Have you walked up and down Spadina Avenue lately? If so, you’re probably a hipster, trawling the Chinatown strip, turning crummy t-shirt wholesalers into board-game cafes as if by the sheer force of fickle taste-making willpower.
Yes, Old Chinatown has a problem. And that problem is hipsters. But the CBC, ever vigilant, is keeping a watchful eye on the trendification of the street with a new interactive feature.
CBC’s Spadina’s Hipster Makeover asks readers to submit “examples of traditional Spadina shops transforming for a new clientele.” The accompanying graphic features a Spadina street sign decked out in a fuzzy beard (because hipsters love beards, and will go to insane lengths to acquire them) and sunglasses (because hipsters are extra-sensitive to the blinding tyranny of the sun, probably because they’re always hungover from drinking bespoke IPAs all night—or possibly because they’re vampires). It basically looks like if Zach Galifianakis was a street sign.
The project itself indexes Chinatown’s changing landscape, business by business. It’s hard to get a bead on what the CBC’s angle is, though the use of “hipster” always presumes the presence of predatory gentrifying agents, driving out mom-and-pop merchants to open up stores selling nothing but fixed-gear cogs and Hario kettles.

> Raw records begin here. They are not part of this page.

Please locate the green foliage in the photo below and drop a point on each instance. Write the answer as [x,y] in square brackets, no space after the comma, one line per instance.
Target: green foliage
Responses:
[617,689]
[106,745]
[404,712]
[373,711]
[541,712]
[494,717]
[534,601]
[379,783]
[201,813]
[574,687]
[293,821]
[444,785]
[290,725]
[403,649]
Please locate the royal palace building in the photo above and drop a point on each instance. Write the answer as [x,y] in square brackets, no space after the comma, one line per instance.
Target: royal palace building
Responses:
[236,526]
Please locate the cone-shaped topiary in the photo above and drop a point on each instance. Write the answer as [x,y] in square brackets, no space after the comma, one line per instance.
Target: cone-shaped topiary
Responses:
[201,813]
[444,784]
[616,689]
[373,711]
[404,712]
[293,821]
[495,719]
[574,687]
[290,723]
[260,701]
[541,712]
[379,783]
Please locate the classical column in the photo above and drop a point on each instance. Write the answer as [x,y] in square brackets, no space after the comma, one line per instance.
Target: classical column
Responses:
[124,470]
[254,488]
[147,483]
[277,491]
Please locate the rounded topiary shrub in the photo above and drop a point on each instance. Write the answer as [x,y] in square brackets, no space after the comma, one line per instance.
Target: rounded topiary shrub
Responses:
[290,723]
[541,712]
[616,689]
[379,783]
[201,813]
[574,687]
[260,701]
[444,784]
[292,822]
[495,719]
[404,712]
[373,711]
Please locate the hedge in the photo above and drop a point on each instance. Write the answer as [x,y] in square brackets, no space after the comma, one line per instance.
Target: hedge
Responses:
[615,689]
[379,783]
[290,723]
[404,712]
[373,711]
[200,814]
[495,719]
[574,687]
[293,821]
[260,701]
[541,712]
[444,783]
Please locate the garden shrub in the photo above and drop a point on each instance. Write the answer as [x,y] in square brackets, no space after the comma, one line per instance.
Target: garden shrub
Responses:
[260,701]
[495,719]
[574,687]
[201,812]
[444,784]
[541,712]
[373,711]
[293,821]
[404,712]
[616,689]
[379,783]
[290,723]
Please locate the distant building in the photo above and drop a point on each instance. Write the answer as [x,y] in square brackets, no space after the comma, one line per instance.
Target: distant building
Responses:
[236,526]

As it stands, a lot of the new and upcoming Chinatown businesses the CBC has noticed so far (like Lucky Red and People’s Eatery) seem to represent a new generation of Chinese and Vietnamese cooks invigorating the neighbourhood with Asian fusion and dressed-up bahn mi subs, while also preserving its culinary DNA. Oh no!
4 thoughts on “CBC does God’s work, tracking the hipsterfication of Spadina Avenue”
this article has everything it needs to FAIL, im guessing this was submitted from VICE’s reject pile.
Poking fun at hipsters was fun like 15 years ago when the term had not been watered down to refer any one with glasses a beard or who grew up in Canada.
How are any of these places really hipster? Not to mention, this is a GOOD thing they are transforming the street from dumpy stores, to something that people will actually enjoy. Ocho, and Dark horse has been there forever. I’m glad we’ll have something like Peoples Eatery and Strada on the strip as some options other than good cheap chinese food. This isn’t hipster, its Toronto and a showcase of our wonderful food tastes.
What L to the Amp said… Facepalm indeed.
Im guessing all those who replied in anger to this article are in fact the IPA totting, sad beard growing, let’s spend lots of money to look poor “Hipsters” that are being targeted here. Poking fun at Hipsters may have been funny 15 years ago, now its more of a necessity in hopes of bringing to light the sickening trend of caring about not caring that has plagued our generation.